海外でも実は年金記録問題はあります。それに対して記録を毎年加入者に還元して国と加入者の2重チェックで解決しています。
これは昨年からスタートした「ねんきん定期便」です。
皆さん是非ねんきん定期便をよく見てください。これが最後の頼みの綱です。
一方、企業年金は昭和40年代の高度成長期とともにスタートし、積み立てる掛金よりも高い給付水準を約束し、それを企業収益でカバーするという構造となっていました。それが現在では掛金の運用環境も企業業績も当時とは大きく方向を変えています。
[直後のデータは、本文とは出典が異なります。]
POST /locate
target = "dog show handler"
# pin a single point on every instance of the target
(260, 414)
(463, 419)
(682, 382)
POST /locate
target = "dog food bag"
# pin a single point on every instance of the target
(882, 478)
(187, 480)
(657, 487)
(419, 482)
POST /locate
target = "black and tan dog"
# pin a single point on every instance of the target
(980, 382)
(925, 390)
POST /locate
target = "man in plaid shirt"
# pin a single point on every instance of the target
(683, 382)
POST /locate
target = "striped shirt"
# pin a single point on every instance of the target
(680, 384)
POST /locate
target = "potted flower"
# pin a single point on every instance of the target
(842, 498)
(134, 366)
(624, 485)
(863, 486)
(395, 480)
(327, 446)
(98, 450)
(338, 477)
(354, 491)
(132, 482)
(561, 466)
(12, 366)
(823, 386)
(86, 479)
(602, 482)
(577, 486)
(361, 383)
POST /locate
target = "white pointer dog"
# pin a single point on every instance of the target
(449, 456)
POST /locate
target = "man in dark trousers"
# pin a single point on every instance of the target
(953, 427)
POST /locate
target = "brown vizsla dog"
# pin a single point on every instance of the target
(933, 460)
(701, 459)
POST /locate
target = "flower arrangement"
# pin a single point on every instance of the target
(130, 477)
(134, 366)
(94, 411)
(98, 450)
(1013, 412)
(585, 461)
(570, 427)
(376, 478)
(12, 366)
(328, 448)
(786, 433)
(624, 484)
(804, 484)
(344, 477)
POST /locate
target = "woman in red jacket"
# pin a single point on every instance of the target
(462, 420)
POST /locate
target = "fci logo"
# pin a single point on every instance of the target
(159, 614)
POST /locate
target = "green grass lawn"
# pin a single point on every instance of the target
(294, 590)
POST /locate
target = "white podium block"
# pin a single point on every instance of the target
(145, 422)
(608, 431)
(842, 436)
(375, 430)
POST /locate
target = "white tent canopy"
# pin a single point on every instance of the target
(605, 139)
例えば、大企業向けの厚生年金基金は国が運用する部分も含めて企業年金として運用し、国の支給基準を上回る年金額を実現してきました。これが運用環境の悪化により上乗せどころか運用損失まで抱え込み、代行返上・基金解散が相次いだのです。国は企業年金に関する法律を複数制定して対応しましたが、それがむしろ混乱に拍車をかけることになってしまいました。
年金は難しいものと思っている方が多いでしょう。
しかし、老後の設計を考える場合、年金はなくてはならないものです。まず公的な年金制度を理解して、その上で自社の退職金制度を把握することが大切です。現在、年金に対する不安が言われていますが、大部分は情報不足ではないでしょうか。筆者は老後の生活設計は最終的には自分自身一人一人が考えるものだと思います。
是非情報を入手して、場合によっては専門家の知恵も借りて不安を解消しましょう。